A book about the bloody Battle of Lewes, fought in 1264 that was a key victory for the rebels under Simon de Montfort who sought to limit the powers of the king.
The sweeping victory of the rebels at Lewes had a profound effect on England. A Parliament was summoned that for the first time included commoners as well as nobles and clergy, the king was to be answerable to Parliament and to a Council of Nobles and government documents were to be published in English as well as in Latin.
The battle itself began on the downs northwest of the town when the rebels launched a surprise dawn assault on royal scouts about where the racecourse now stands. The fighting then spilled southward as the rebels advanced and ended outside the priory with total defeat for the forces of King Henry III and his son Edward (later Edward I.
This book brings an exciting new look to the medieval wars of England. The course of the war is given, but the emphasis is on the battle and the men who fought there. There are detailed analyses of weapons, tactics and strategies, tactical diagrams explain how the troops formed up and moved, and a study of the commanders. The course of the battle is followed with the aid of maps, relating to the ground today - much of which is little changed to the present day. The aftermath of the battle, its effects and importance to the progress of the war are then described.

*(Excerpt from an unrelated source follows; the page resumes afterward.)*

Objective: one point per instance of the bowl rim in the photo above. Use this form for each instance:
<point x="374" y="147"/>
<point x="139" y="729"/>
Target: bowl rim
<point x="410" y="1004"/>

The “Bretwalda Battles” series has been running with increasing success as printed books and as ebooks for five years.
Chapter 1 The Barons’ War
Chapter 2 Commanders at Lewes
Chapter 3 Men, Weapons and Tactics
Chapter 4 The Battle of Lewes
Chapter 5 Aftermath
About the Author
Local resident Maria Caulfield lives in the village of Falmer, just west of Lewes. She has long had an interest in local history and has been inspired by the great political reformer, Simon de Montfort, who won his great victory for the people of England at Lewes nearly eight centuries ago. She works as a Cancer Research nurse at the Royal Marsden Hospital in London specialising in the field of breast cancer research.